The board of the International Atomic Energy Agency meets Thursday and Friday in Vienna to make decisions about Iran's nuclear program. The board could decide it is satisfied or, if not satisfied, could refer the issue to the U.N. Security Council which could impose diplomatic or economic sanctions.
The head of the IAEA, Mohamed ElBaradei, reports to the board of governors Thursday on Iran's nuclear ambitions.
Mr. ElBaradei has said that over the last 20 years Iran has consistently provided false information or none at all on its nuclear program. He says that violated the nuclear non-proliferation treaty, which Iran has signed.
Such violations would normally result in the IAEA board referring the matter to the Security Council. But for the past few weeks Iran has cooperated with the agency, and has promised to sign an agreement allowing tougher inspections of suspect nuclear facilities.

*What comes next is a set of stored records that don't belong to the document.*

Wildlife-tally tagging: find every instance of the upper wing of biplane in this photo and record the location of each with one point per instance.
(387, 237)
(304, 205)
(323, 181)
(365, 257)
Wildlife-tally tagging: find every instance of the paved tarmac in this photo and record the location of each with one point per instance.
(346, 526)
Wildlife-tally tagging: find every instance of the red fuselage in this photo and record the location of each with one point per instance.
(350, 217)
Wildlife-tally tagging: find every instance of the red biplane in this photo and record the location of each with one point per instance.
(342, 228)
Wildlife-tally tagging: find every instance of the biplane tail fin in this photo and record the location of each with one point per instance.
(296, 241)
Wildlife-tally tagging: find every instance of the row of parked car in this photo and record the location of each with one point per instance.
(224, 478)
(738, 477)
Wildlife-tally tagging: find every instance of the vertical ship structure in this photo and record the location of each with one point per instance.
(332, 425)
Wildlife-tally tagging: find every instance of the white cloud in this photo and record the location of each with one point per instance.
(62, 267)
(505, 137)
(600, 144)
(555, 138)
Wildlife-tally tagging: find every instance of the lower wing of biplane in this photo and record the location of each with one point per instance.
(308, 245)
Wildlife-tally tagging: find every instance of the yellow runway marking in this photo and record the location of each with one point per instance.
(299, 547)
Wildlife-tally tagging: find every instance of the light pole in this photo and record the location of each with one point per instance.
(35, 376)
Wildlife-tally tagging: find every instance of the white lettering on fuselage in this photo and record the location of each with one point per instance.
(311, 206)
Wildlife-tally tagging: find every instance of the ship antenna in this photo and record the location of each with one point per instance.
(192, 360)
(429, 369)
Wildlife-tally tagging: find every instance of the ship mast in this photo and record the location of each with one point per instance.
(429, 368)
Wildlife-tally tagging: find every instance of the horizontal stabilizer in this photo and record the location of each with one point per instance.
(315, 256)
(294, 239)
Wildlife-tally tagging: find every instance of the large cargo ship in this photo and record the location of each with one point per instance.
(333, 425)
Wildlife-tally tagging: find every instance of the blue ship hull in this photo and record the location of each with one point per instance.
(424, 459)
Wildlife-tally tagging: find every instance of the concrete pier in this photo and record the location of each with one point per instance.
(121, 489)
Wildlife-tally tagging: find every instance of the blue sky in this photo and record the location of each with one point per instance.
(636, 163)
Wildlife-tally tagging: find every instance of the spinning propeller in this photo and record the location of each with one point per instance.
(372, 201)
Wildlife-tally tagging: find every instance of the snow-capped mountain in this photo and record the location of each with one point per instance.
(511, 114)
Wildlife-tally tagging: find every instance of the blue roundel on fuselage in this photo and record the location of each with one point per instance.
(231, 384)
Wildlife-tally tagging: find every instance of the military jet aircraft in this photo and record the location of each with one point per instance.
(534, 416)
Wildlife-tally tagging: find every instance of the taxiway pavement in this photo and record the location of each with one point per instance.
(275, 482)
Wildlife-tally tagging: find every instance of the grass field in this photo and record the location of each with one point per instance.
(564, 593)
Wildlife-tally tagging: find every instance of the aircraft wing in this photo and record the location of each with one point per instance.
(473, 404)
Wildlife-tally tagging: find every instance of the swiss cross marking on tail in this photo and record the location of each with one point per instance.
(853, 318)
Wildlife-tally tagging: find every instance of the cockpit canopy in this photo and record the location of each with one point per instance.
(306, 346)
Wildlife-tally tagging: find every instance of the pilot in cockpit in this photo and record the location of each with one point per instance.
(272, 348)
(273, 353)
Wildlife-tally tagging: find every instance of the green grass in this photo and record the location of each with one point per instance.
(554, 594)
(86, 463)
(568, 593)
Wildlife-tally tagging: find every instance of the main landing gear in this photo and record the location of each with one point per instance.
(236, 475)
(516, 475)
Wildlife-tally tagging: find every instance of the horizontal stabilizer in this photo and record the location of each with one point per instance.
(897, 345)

The United States is not satisfied with the Iranian moves. It says Iran is secretly trying to build nuclear weapons, which Iran denies. The United States wants the matter to go to the United Nations, but other key nations disagree.
Major European nations have welcomed Iran's recent promises of cooperation, and prefer for the matter to stay with the agency in Vienna.
Earlier this month, as part of a deal with Britain, Germany and France, Iran agreed to temporarily suspend its controversial uranium enrichment program in return for nuclear technology.
Legal experts at the IAEA are working on wording for a possible resolution that could mention Iran's past non-compliance without automatically sending the issue to the Security Council. Diplomats say such a compromise is likely to get the support of the 35-member board by Friday.